Finding attractors / fixed points for the circumference of the main bulb of the Mandelbrot Set

Question

The Mandelbrot set is the set of all complex numbers $c$ that cause the function $z_{n+1} = z_n^2 + c$ to remain bounded when iterated from $z_0 = 0$. Plotted in the complex plane it includes a main cardioid, formed by rolling a circle of radius $0.25$ around another circle of the same radius centered on the origin with its cusp at $0.25 + 0i$; and a main bulb, also a circle of radius $0.25$, centered on the value $-1 + 0i$ and touching the main cardioid at the value $-0.75 + 0i$.

Taking values of $c$ on the perimeter of the main cardioid causes $z$ to converge on or orbit around fixed point values lying on a circle of radius $0.5$ centered on the origin. This circle is the path taken by the center of the rolling circle that generates the shape of the main cardioid. The fixed point value is specifically the location of the midpoint of the rolling circle where it generates the chosen value of $c$. It is easy to find the attracting value for any point on the cardioid given the angle of that point, or conversely, to find the point on the cardioid for any attracting value given the angle of that value.

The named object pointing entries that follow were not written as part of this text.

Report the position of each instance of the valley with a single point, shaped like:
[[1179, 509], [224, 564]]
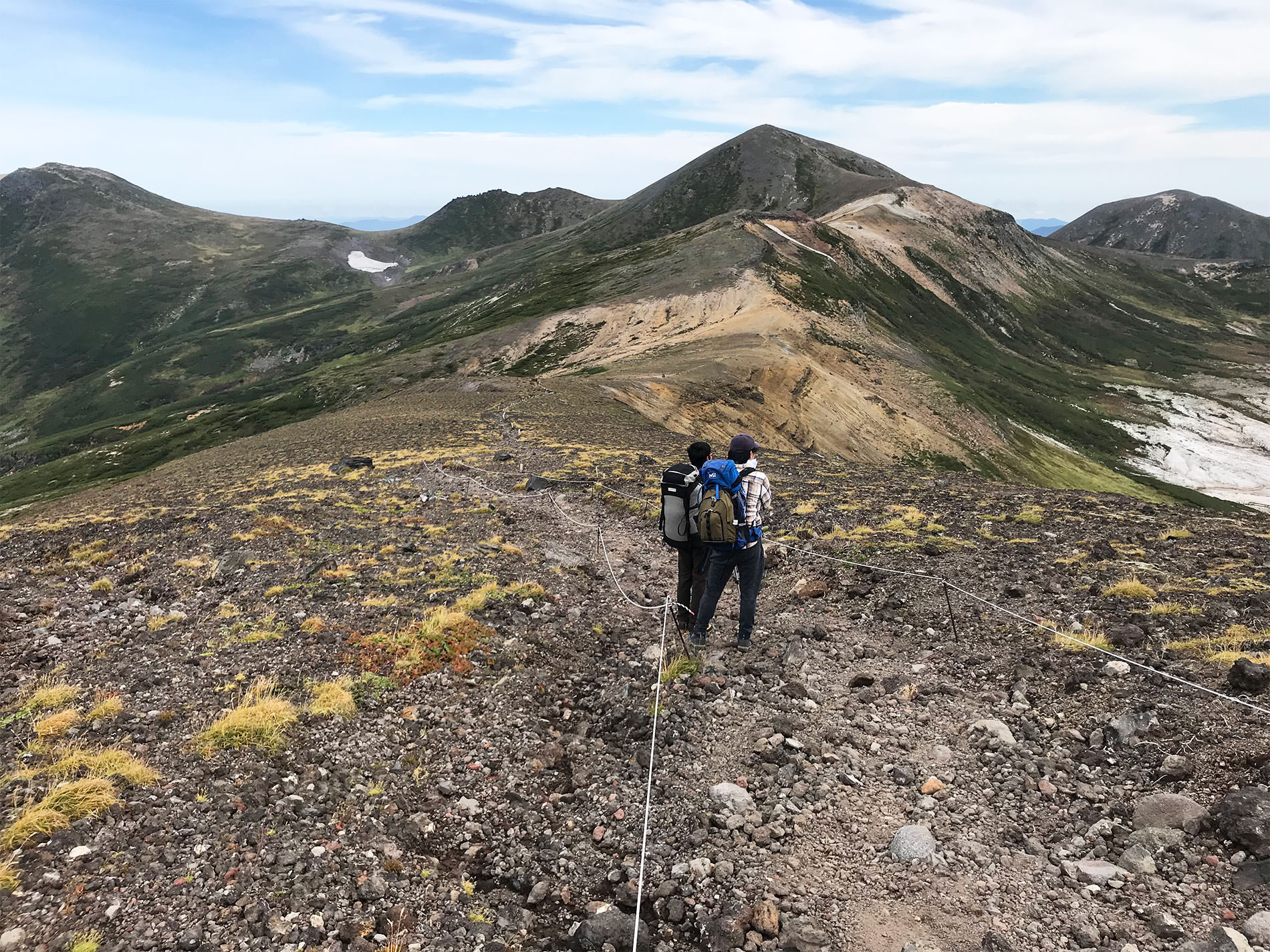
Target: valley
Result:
[[876, 317]]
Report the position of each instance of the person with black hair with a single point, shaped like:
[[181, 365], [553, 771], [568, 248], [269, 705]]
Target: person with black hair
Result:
[[745, 557], [681, 494]]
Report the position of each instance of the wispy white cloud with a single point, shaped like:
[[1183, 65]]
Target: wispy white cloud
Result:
[[1142, 49], [1027, 159]]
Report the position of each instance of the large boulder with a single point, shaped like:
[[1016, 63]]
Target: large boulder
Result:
[[914, 842], [1170, 810], [732, 798], [1249, 677], [1257, 928], [805, 935], [1244, 816], [611, 927]]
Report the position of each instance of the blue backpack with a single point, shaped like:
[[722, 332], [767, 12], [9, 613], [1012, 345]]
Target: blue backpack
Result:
[[722, 514]]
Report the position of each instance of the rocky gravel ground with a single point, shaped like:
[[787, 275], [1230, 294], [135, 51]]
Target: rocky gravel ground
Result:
[[253, 699]]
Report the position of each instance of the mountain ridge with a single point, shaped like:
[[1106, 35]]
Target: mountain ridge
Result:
[[880, 317], [1174, 222]]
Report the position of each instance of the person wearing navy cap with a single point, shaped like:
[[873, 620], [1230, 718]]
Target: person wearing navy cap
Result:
[[747, 558]]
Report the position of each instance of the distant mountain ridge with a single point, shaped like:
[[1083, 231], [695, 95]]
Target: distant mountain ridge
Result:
[[1041, 226], [817, 297], [381, 224], [1174, 222]]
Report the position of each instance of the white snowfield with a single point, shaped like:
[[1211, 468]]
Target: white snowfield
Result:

Taking values of $c$ on the perimeter of the main bulb causes $z$ to converge on or orbit around pairs of fixed point values lying on a lemniscate of Bernoulli with foci at $0 + 0i$ and $-1 + 0i$. The fixed points are symmetrical about the value $-0.5 + 0i$. I have been unable to find an equation that gives the exact attracting values for any point on the circle, or conversely, to find the point on the circle for any attracting values.

What is the relationship between the point on the circle and the points on the lemniscate of Bernoulli?

I've gotten close by representing the lemniscate with the parametric equations $$x = \frac{\sqrt{2}}{2} * \frac{-\sin(θ)} {\cos^2(θ) + 1} - \frac{1}{2}$$ $$y = \frac{\sqrt{2}}{2} * \frac{\sin(θ) \cos(θ)} {\cos^2(θ) + 1}$$ Where $θ$ is the angle around the main bulb, starting with 0° at the point where the bulb joins the main cardioid, but that only lines up exactly for angles 0° and 180° (and all further rotations mod 360°). For other angles it is either too far around, or not far enough.

Answer 1

You are looking for solutions of $z = (z^2 + c)^2 + c$, which expanded gives:

$$ z^4 + 2cz^2 - z + c^2 + c = 0 = c^2 + (2 z^2 + 1) c + z^4 - z $$

Solving for $c$ given $z$ is easier than solving for $z$ given $c$, but setting $c = -1 + e^{2\pi i t}/4$ and doing so we find that $$ z = \frac{1}{2} \left(-1\pm\sqrt{1-e^{2 i \pi t}}\right). $$ You can plot this to generate your lemniscate.